The genes required to construct a functional light induced protein expression system were generously provided by Jeff Tabor at Rice University. Table 1.1 lists the genes required for each system and their respective functions. In order to construct a functional light responsive system, a multiple genes are transformed into E. coli. Regardless of the system in question, the minimal components required are: 1) genes utilized in the synthesis of the chromophore, 2) a transmembrane light sensing protein, and 3) response regulators which are activated by from the light sensitive proteins, and ultimately function as transcription factors.
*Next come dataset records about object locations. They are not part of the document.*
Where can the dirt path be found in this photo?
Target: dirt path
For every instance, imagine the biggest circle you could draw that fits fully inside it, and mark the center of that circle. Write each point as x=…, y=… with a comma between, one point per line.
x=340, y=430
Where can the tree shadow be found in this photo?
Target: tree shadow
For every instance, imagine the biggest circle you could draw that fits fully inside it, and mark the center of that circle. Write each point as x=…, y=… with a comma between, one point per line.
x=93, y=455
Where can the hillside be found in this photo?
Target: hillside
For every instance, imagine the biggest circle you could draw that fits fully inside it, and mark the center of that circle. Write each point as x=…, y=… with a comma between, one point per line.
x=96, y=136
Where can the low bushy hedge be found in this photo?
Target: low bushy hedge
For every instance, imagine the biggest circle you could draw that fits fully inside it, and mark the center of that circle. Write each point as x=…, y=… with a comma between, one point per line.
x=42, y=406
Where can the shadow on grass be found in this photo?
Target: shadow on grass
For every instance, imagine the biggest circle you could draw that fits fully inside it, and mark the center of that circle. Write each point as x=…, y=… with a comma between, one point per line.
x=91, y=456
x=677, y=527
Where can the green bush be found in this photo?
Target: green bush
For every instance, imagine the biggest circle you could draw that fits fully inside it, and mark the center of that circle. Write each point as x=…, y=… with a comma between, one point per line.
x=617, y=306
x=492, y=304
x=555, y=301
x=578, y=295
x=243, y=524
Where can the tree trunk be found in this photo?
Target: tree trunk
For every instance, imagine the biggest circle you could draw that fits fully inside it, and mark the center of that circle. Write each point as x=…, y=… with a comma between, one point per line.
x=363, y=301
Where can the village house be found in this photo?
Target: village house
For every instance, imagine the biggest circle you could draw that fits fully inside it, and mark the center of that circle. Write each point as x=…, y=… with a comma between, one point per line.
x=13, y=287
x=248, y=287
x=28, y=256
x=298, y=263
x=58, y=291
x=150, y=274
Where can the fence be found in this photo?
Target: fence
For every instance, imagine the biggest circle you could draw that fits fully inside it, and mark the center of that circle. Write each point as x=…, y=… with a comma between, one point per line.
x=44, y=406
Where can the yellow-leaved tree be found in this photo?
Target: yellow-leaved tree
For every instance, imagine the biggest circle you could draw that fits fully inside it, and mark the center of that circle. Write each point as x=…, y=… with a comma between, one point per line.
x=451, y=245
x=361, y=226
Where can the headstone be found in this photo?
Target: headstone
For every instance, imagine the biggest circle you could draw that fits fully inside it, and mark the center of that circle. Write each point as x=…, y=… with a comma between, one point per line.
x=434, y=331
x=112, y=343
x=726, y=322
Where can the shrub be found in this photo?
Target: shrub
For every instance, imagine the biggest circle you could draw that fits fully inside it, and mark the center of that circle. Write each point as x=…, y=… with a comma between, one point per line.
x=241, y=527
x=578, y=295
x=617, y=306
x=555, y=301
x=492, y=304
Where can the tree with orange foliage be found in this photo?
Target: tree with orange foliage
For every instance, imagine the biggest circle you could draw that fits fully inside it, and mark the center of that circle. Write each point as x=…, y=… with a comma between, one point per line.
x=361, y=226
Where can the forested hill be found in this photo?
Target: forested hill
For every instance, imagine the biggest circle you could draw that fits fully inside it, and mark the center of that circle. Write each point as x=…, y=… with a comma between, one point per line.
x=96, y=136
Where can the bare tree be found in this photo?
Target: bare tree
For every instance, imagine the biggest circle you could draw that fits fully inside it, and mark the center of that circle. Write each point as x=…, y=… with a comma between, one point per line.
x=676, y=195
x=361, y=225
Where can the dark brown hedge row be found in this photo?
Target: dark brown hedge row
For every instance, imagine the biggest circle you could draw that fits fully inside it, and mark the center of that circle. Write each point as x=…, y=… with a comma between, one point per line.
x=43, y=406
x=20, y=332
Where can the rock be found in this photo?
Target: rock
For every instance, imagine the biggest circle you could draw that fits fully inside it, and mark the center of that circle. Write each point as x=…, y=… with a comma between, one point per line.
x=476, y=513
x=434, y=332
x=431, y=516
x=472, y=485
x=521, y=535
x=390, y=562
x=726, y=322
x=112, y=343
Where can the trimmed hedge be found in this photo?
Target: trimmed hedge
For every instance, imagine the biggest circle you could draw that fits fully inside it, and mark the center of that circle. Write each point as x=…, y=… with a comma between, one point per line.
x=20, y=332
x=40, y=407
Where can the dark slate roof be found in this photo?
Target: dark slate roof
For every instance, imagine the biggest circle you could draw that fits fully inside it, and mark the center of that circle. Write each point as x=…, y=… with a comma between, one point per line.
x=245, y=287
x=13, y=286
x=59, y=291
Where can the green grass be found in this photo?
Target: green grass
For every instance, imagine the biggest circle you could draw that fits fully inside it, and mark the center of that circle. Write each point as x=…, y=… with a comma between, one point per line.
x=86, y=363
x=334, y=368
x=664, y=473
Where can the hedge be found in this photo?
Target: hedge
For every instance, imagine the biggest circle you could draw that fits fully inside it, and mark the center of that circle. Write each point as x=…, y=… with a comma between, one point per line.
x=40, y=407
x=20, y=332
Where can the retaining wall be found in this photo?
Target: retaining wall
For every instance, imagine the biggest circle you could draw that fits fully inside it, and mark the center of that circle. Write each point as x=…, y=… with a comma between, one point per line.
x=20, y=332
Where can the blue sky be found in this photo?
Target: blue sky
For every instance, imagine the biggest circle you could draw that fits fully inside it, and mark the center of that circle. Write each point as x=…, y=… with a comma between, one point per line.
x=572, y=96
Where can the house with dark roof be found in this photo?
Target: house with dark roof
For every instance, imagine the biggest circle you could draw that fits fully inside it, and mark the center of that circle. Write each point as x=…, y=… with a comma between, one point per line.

Source | Component | Function |
---|---|---|
Chromophore: | Plac/ara-HO1-PcyA | PCB chromophore expression plasmid |
pPLPCB | Plac/ara | Hybrid lactose and arabinose promoter |
pPLPCB | HO1 | Heme oxygenase |
pPLPCB | PcyA | Phycocyanobillin ferridoxin oxidoreductase |
Green light sensor: | [PCpcG2-RBS-sfGFP-CcaS](rev)-CcaR | Sense green light with GFP response |
pJT119b | CcaS | Green light receptor |
pJT119b | CcaR | Response regulator |
pJT119b | PcpcG2 | Synechocystis phycocyanoybillin promoter |
pJT119b | BBa_B0034 | Strong Elowitz RBS |
pJT119b | sfGFP | Superfolder GFP reporter |
Red light sensor: | Sense red light | |
pCPH8 | PLTetO1+CPH8 | |
pCPH8 | PLTetO1 | Tet repressible promoter constuitive in JT2 |
pCPH8 | CPH8 | Red light receptor EnvZ fusion |
pEO100c | POmpC-BBa_B0034-sfGFP | Red light inactivated GFP output |
pEO100c | POmpC | OmpC promoter |
pEO100c | BBa_B0034 | Strong Elowitz RBS |
pEO100c | sfGFP | Superfolder GFP reporter |
pJT106b | PLambda-RBS-LacZ-T1-POmpC-CI-T1 | Red light activated GFP output |
pJT106b | Plambda-CI-Term | Output inverter |
Table 1: Description of source plasmids and components they contain
Our red and green light sensitive systems were constructed through transformation of a subset of the plasmids listed in Table 1. into BL21 E. coli cells. Our green light responsive system was constructed by transforming pPLPCB and pJT119b simultaneously. A red light responsive system was created by transforming pPLPCB, pCPH8, and pEO100c into E.coli. GFP was used as the output of both systems.
Methods
Cloning
Each light-responsive biosensor is composed of two or three plasmids, which requires three vectors with compatible origins of replication and orthogonal antibiotics. To subclone the light responsive operons into Biobricks, we chose equivalent copy number and antibiotic iGEM vectors. Because tetracycline is more common in iGEM vectors than spectinomycin, we chose pSB3T5 to put the chromophore operon into.Vector Equivalency Chart: https://2013.igem.org/Team:Washington/iGEMVectors
Plasmids were transformed into either XL1-blue or DH5a cells and DNA was harvested after overnight growth using a miniprep kit from Qiagen. Genes of interest were amplified using oligos with Prefix and Suffix added on to the ends, plus 3-6 extra basepairs recommended by NEB for efficient cutting. Operons from pPLPCB, pJT119b and pEO100c were amplified using oligos that compatible with insertion into the pSB1C3 backbone between Prefix and the Suffix; pJT106b was also put into pSB4A5.
Light Methods
This year our team developed a protocol optimized for the specifics of our system. Overnight cultures were grown of E. coli containing plasmids with genes for all of the parts of the light system. The next morning, these cultures were used to inoculate either M9 media or M9 agar. The app was set up for the appropriate container and light conditions, and the “dark” plate is covered in aluminum foil. These plates are placed on the tablet and grown in a 37C incubator. Cell density (absorbance) and GFP output (fluorescence) are then measured using a plate reader. We ran multiple experiments using this general protocol, including a timecourse, intensity test, and blinking test, plate image test. Timecourse experiment was done in varying amount of time points. For our plasmid, we tested them up to 16 hours. Intensity experiment was also run for our green light inducible GFP. Different percentage of intensity which could be selected in the tablet. Blinking test incorporates different timing between green and dark which could also be specified using our app. Finally we inoculate cells into media which also contains agar. Then the media + agar plates are subjected to different light conditions.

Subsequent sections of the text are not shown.